Moi, Gul’dan, maître de tous les Sorciers et Initiateur du septième cercle du Conseil des ombres, connaits mieux que quiconque le sombre et ardent désir que peut inspirer le pouvoir, le pouvoir absolu.
Les Chamans de mon clan m’enseignèrent dès le plus jeune âge les arcanes de la magie des orcs. Je canalisais les froides et maléfiques énergies de l’Enfer sinueux avec aisance et naturel. Mes dons me valurent rapidement d’être remarqué par les autres Chamans. Très vite je compris que Ner’zhul lui-même, le plus puissant de mes maîtres enviait mes pouvoirs qui ne cessaient de s’affirmer. Mes ambitions surpassaient celles de mes pairs aussi bien que celles de mes maîtres, car je n’ignorais pas que leur champ de vision était limité par le dévouement qu’ils portaient à la Horde et à son avenir. Je n’avais que faire pour ma part des mesquines querelles des orcs. Je n’avais que faire de ce monde que nous dominions entièrement. La seule chose qui m’importait était d’appréhender les mystères insondables des Ténèbres de l’au-delà. J’avais déjà en secret entrepris d’explorer des énergies dont mes précepteurs ne soupçonnaient pas même l’existence.

Sorciers - Nécromanciens - WarCraft III

C’est alors que je découvris le Démon Kil’jaeden. J’avais pour son insensible et glaciale fureur une admiration sans limite. Assister à la démonstration de ses pouvoirs suffisait presque à me consumer. Furtivement, lors d’un cauchemar fébrile qu’il m’avait envoyé, je touchais du doigt l’essence de l’au-delà. Je fus alors littéralement envahi par un désir inassouvi, la volonté de dompter la force des ouragans spirituels, l’envie de piétiner le cœur mourant des astres en fusion. Sous la tutelle de Kil’jaeden je pris conscience de l’insignifiance de mon propre savoir. Je pris connaissance de l’histoire insoupçonnée des Démons antiques, des dimensions magiques primitives. J’appris l’existence de mondes inconnus, innombrables poussières dispersées dans les ténèbres par delà nos horizons. Seul un être de mon envergure pouvait envisager de mener la Horde à la conquête de ces mondes nouveaux. Cependant que mon corps restait aux côtés de mon peuple sur les terres écarlates et noires des Dranei, j’apprenais à projeter mon esprit dans les abysses de l’Enfer sinueux, poussé jusqu’aux limites de la démence par les murmures confus que je percevais. Il me semblait que je courais vers une mort certaine, je répétais pourtant inlassablement ces voyages jusqu’au jour où, libéré totalement de ma substance corporelle, je compris le sens des paroles chuchotées...

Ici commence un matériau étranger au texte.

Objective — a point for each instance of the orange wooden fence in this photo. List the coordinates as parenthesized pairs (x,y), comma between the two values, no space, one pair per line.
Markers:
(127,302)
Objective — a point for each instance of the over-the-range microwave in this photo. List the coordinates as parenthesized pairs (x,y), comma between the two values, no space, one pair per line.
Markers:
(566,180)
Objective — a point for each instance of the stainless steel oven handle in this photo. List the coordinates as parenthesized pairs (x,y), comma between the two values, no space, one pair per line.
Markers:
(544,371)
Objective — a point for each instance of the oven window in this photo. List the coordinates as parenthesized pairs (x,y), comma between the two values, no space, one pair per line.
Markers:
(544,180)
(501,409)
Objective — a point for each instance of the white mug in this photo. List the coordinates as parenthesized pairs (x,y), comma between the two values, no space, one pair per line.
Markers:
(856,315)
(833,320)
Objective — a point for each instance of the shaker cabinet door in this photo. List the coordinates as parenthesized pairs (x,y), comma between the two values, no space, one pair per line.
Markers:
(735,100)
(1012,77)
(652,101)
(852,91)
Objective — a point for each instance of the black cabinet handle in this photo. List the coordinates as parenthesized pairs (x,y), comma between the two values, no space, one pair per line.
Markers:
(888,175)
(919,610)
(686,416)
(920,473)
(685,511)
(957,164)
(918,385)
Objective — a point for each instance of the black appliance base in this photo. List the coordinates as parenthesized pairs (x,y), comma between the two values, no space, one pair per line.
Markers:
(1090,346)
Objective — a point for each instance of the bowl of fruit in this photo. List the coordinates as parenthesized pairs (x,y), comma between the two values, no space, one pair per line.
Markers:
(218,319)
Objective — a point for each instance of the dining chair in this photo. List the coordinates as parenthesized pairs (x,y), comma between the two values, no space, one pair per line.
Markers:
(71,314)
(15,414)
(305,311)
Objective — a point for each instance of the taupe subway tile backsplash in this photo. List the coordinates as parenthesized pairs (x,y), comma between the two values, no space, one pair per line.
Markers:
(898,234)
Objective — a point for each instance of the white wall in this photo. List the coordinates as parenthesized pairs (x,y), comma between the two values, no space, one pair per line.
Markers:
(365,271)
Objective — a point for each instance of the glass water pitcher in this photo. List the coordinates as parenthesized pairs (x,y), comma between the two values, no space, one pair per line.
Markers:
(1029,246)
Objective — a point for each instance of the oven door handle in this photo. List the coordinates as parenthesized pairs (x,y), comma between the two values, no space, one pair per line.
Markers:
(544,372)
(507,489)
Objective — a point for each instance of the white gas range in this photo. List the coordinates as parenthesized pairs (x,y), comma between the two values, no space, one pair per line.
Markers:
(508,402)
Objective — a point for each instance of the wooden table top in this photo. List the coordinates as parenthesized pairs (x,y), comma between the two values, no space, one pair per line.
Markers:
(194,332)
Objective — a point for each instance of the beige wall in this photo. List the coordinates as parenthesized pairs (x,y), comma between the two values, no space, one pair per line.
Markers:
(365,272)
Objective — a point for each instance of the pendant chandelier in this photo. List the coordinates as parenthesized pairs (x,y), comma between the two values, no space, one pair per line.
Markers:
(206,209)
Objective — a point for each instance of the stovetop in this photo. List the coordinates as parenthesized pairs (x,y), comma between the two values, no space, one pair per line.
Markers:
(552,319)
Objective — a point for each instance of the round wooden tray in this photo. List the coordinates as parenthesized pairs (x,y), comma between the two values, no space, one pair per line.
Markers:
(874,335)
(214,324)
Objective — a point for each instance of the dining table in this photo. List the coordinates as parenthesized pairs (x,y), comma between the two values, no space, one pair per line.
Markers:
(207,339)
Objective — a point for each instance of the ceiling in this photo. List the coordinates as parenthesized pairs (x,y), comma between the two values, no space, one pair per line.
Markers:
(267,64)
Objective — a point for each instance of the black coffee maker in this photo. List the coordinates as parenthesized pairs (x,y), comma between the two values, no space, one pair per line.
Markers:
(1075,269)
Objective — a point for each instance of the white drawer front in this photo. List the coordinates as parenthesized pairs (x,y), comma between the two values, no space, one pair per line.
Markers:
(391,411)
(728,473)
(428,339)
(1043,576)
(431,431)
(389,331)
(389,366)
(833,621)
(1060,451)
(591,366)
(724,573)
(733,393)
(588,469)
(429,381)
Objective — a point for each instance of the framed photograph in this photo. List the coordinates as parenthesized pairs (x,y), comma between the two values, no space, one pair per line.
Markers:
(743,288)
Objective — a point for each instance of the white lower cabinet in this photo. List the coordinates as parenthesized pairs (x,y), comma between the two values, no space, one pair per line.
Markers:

Je pus enfin parler à la mort...
La religion des orcs est depuis toujours fondée sur le culte des ancêtres. Alors que tous les orcs de la Horde étaient persuadés que leurs aînés veillaient sur eux et les guidaient depuis les profondeurs d’un royaume de l’au-delà, je tenais pour ma part ces croyances pour des légendes sans fondement réel. Je découvris en pénétrant l’Enfer sinueux que l’esprit des morts continue en effet son voyage, et vagabonde, flottant aux vents des astres de l’entre-deux mondes. Je constatai que les esprits continuaient après leur mort d’observer leur clan en silence, dans l’espoir de trouver un jour une échappatoire à leurs tourments éternels. Je compris alors que ces esprits pourraient être utiles à celui qui saurait leur imposer sa volonté. Les années passèrent. Kil’jaeden avait fait de moi le plus puissant des Sorciers que les clans aient vu depuis des générations. J’étais un chef très respecté au sein de la Horde, mais comme toujours, de fortes tensions opposaient les clans. Les Dranei anéantis, les fous de guerre n’avaient plus rien à se mettre sous la dent.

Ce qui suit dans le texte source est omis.